With that said, my recollection from the book is that perf
is super useful for generating flame graphs that show where an application is spending time. I don’t have the time/ambition right now to build one of those, but that would be a good future experiment. My goal for now was to spend an hour exploring and writing about it, and my time is almost up.
Strace
Last, but not least, strace
. This tool will show all the system calls as they happen.

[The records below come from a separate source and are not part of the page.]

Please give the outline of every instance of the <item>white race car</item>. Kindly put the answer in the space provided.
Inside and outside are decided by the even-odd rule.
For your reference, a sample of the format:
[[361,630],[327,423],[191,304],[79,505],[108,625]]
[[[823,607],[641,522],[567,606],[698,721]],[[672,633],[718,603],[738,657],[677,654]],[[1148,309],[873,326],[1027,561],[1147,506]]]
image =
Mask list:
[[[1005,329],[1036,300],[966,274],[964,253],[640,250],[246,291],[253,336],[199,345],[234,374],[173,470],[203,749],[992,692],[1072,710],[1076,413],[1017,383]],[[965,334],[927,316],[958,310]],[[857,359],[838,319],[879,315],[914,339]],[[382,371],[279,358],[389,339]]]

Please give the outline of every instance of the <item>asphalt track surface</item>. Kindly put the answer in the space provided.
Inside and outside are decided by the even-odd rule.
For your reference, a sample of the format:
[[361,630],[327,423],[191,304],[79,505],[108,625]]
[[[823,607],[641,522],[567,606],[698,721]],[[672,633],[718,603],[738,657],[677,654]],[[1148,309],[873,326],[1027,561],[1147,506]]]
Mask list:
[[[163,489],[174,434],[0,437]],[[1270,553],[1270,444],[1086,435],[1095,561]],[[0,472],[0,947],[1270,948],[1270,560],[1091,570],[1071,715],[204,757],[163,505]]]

I only briefly explored this one, but the output was interesting.
First, I spent a bit of time running ps -L ax | fgrep postgres
to get a PID for an actively running query. Then I attached strace
using:
$ strace -p [postgres PID]
The output was a firehose of system calls as they happened. I didn’t bother to route it to a file, so it just spewed all over the terminal. Not the best. One thing that was cool was that I could pretty clearly see the pattern of system calls that were shown in syscount
above (lots of pread64
, lots of fadvise64
). Here’s a sample:
fadvise64(86, 980475904, 8192, POSIX_FADV_WILLNEED) = 0
pread64(86, "\313\1\0\0\250A\314\274\0\0\4\0,\0\270\3\0 \4 \0\0\0\0x\232\20\v\320\224P\v"..., 8192, 980475904) = 8192
fadvise64(86, 980484096, 8192, POSIX_FADV_WILLNEED) = 0
pread64(86, "\313\1\0\0h4\315\274\0\0\4\0,\0(\3\0 \4 \0\0\0\08\232\220\vp\224\220\v"..., 8192, 980484096) = 8192
fadvise64(86, 980492288, 8192, POSIX_FADV_WILLNEED) = 0
pread64(86, "\313\1\0\0\260=\316\274\0\0\4\0,\0\30\3\0 \4 \0\0\0\0000\232\240\v\210\224P\v"..., 8192, 980492288) = 8192
fadvise64(86, 980500480, 8192, POSIX_FADV_WILLNEED) = 0
pread64(86, "\313\1\0\0\330\20\317\274\0\0\5\0000\0\10\3\0 \4 \0\0\0\0\360\224P\vH\217P\v"..., 8192, 980500480) = 8192
fadvise64(86, 980508672, 8192, POSIX_FADV_WILLNEED) = 0
It’s cool to see the input/output values. Looks like postgres is almost always sending the POSIX_FADV_WILLNEED
flag to the OS in fadvise64
. According to the online man page, this flag means The specified data will be accessed in the near future.
Cool to get this level of visibility into the system.
Another cool thing came out of the input/output values. Stuff like this would show up:
recvfrom(9, "This listing is more expensive t"..., 8192, 0, NULL, NULL) = 1420
And that string is straight out of my application!
I could also see the size of I/O operations:
write(2, "\0\0\367\17\207\4\0\0\20units_compared_availabl"..., 4096) = 4096
4kb iirc is the standard page size in Linux. Cool to see it show up here.
Conclusions
Alright, that’s all I have time for now. Glad I was able to get some basic practice with these tools. Honestly, pretty surprised how easy it was to get set up and get (admittedly small) insight into how my database does its thing. Good stuff.